Tesseract — is an optical character recognition engine with open-source code, this is the most popular and qualitative OCR-library.
OCR uses artificial intelligence for text search and its recognition on images.
Tesseract is finding templates in pixels, letters, words and sentences. It uses two-step approach that calls adaptive recognition. It requires one data stage for character recognition, then the second stage to fulfil any letters, it wasn’t insured in, by letters that can match the word or sentence context.
Tesseract OCR
The main task was to recognize receipts from photos.
Tesseract OCR was used as a primary tool. Library pros are trainedlanguage models (>192), different kinds of recognition (image as word, text block, vertical text), easy to setup. 3rd party wrapper from github was used as Tesseract OCR was written on C++.
The version difference is in different trained models (the 4th version is more accurate so I used it).
We need file with data for text recognition, for each language each file. Download here.
The better the image quality (size, contrast, lightning) the better the recognition result.
Also the image processing was found for the further recognition by the OpenCV library. As OpenCV is written on C++ and there’s no optimalwrapper for our decision so I made my own wrapper for this library with necessary functions for image processing. The main difficulty is to choose solutions for the filter for right image processing. There’s also a possibility to find receipt/test outlines, but it’s not researched enough. The result was for 5–10% better.
Params:
language — text language on image, you can choose some by listing them by “+”.
pageSegmentationMode — the type of placement on image.
The only Tesseract usage was accurate on ~70% with perfect image, with bad lighting/quality the image accuration was ~30%.
As the result was insufficient I decided to use Vision library by Apple. I used it for block finding and its recognition. The result was ~5% more accurate but there were errors due to recurrenced blocks.

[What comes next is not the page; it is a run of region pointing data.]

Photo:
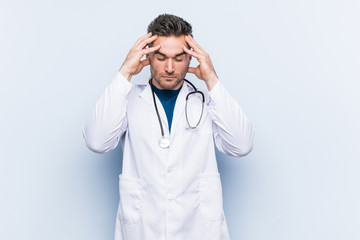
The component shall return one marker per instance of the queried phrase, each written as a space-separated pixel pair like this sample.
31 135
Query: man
170 186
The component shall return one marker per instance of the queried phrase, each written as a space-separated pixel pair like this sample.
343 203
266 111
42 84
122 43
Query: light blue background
292 65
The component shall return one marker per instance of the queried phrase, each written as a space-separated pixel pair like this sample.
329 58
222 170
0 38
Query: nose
169 67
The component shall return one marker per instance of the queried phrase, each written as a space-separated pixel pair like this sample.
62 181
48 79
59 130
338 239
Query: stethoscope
165 141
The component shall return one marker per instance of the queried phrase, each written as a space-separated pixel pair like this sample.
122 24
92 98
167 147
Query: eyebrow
163 54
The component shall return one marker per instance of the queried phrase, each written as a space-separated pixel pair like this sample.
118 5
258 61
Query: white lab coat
173 193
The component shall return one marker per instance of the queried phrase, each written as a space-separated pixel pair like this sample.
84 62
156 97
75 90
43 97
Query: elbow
95 143
241 152
239 147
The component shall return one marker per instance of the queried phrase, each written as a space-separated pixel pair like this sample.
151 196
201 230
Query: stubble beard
174 84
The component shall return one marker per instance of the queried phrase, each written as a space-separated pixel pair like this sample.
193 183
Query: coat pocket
210 194
131 196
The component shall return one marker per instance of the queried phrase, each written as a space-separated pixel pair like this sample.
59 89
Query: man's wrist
125 74
211 83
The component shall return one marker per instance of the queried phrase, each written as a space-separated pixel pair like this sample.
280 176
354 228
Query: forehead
171 45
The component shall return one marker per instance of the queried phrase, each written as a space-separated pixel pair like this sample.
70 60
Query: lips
169 77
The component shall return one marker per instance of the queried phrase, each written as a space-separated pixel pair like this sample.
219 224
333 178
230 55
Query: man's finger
145 62
142 38
150 50
192 53
194 45
142 44
191 70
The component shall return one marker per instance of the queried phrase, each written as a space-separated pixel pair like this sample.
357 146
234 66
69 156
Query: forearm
103 129
233 132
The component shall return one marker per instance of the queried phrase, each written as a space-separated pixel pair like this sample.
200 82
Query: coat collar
179 109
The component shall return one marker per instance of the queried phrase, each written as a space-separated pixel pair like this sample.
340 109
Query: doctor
170 186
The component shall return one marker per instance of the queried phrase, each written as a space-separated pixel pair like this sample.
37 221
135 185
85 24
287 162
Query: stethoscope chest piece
164 142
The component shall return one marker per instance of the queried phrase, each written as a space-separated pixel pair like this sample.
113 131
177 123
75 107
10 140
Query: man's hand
133 64
205 70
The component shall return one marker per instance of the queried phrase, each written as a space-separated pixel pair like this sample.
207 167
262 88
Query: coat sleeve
232 131
108 122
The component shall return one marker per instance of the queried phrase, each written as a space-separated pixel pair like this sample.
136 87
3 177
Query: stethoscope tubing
187 97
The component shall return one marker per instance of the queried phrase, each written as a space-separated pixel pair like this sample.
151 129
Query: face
170 63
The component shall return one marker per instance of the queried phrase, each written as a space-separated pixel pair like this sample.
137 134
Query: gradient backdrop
294 66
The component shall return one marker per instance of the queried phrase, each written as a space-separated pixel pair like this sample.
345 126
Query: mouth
169 77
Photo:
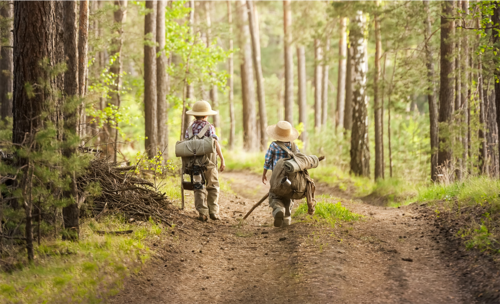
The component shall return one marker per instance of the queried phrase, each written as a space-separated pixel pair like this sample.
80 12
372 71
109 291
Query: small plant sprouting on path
329 212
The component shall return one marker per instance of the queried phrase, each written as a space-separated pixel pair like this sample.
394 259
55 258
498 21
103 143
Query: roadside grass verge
327 212
88 271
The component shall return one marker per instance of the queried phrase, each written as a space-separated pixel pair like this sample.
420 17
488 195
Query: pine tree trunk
360 153
301 64
324 85
82 64
161 79
71 213
348 91
496 40
341 79
116 50
431 94
254 32
6 62
150 94
465 65
230 80
287 26
317 83
214 96
250 142
378 103
446 90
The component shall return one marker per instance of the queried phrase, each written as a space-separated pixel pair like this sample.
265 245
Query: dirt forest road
390 256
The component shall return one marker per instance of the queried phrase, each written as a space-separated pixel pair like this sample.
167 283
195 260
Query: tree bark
360 153
446 91
230 80
119 15
341 79
161 79
496 41
301 64
317 83
82 64
348 90
214 96
150 94
249 118
259 77
378 104
71 212
431 94
287 38
6 62
324 85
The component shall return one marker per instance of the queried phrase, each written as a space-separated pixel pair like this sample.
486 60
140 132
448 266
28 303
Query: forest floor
391 255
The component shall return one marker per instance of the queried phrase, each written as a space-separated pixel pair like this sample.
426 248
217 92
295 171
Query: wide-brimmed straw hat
201 108
282 131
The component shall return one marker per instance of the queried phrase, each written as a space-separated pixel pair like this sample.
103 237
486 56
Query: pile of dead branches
122 191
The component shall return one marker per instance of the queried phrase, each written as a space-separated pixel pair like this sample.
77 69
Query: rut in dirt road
390 256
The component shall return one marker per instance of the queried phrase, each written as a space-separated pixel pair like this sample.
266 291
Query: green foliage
87 271
328 212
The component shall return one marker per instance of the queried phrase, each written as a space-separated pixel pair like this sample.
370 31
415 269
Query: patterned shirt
275 153
200 124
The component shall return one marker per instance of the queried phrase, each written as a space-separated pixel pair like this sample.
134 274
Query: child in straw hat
207 201
284 132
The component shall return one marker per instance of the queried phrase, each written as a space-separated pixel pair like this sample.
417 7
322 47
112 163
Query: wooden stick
256 205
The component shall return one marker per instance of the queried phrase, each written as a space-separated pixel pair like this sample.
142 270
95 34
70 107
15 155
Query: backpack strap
284 147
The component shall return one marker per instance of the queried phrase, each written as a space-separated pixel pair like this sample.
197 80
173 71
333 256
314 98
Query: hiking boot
287 221
278 219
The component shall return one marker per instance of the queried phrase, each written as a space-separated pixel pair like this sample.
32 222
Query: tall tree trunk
465 88
431 94
254 32
324 85
341 78
287 38
446 91
378 103
71 213
249 118
360 152
83 31
496 41
318 57
150 94
161 79
301 64
6 62
230 81
214 96
348 90
188 88
116 50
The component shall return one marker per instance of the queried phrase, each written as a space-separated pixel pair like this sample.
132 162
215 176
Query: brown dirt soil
390 256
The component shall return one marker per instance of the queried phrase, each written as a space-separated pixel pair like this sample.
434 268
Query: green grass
328 212
87 271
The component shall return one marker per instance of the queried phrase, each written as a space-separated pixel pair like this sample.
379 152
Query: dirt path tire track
361 262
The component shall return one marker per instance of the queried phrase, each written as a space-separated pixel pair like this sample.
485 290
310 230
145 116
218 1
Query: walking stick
256 205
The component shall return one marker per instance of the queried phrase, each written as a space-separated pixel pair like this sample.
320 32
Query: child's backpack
195 152
294 185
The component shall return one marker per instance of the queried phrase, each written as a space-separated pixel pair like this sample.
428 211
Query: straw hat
201 108
282 131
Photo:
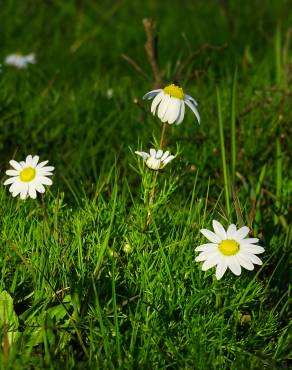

private func sliceImage(text: [VNTextObservation], onImageWithBounds bounds: CGRect) {
CATransaction.begin()
var slices = [UIImage]()
for wordObservation in text {
let wordBox = boundingBox(forRegionOfInterest: wordObservation.boundingBox, withinImageBounds: bounds)
if !wordBox.isNull {
guard let slice = self.image.cgImage?.cropping(to: wordBox) else { continue }
slices.append(UIImage(cgImage: slice))
}
}
self.sliceCompletion(slices)
CATransaction.commit()
}
The cons of decision were:
1) The recognition rate. It was decreased less than 4 times (there’s a possibility to run in multiple threads).
2) Some text blocks were recognized more than 1 time.
3) Text is recognising from right to the left so the right receipt side is recognising earlier than from the left side.
One more method to text recognition is MLKit by Google on Firebase. This way was the most precise (~90%) but the main con is only latin symbols support and difficult separated text processing in one line (the name on the right, the price on the left).
Summing up, the text recognition on images is realizable task but there are some difficulties. The main problem is quality (size, lightning, contrast) of image that can be solved by filtration. By using the Vision or MLKit in text recognition there were problems with incorrect recognition order, separated text processing. The recognised text can be corrected manually and useful, whie text recognition from receipts the total is recognising well and doesn’t need corrections.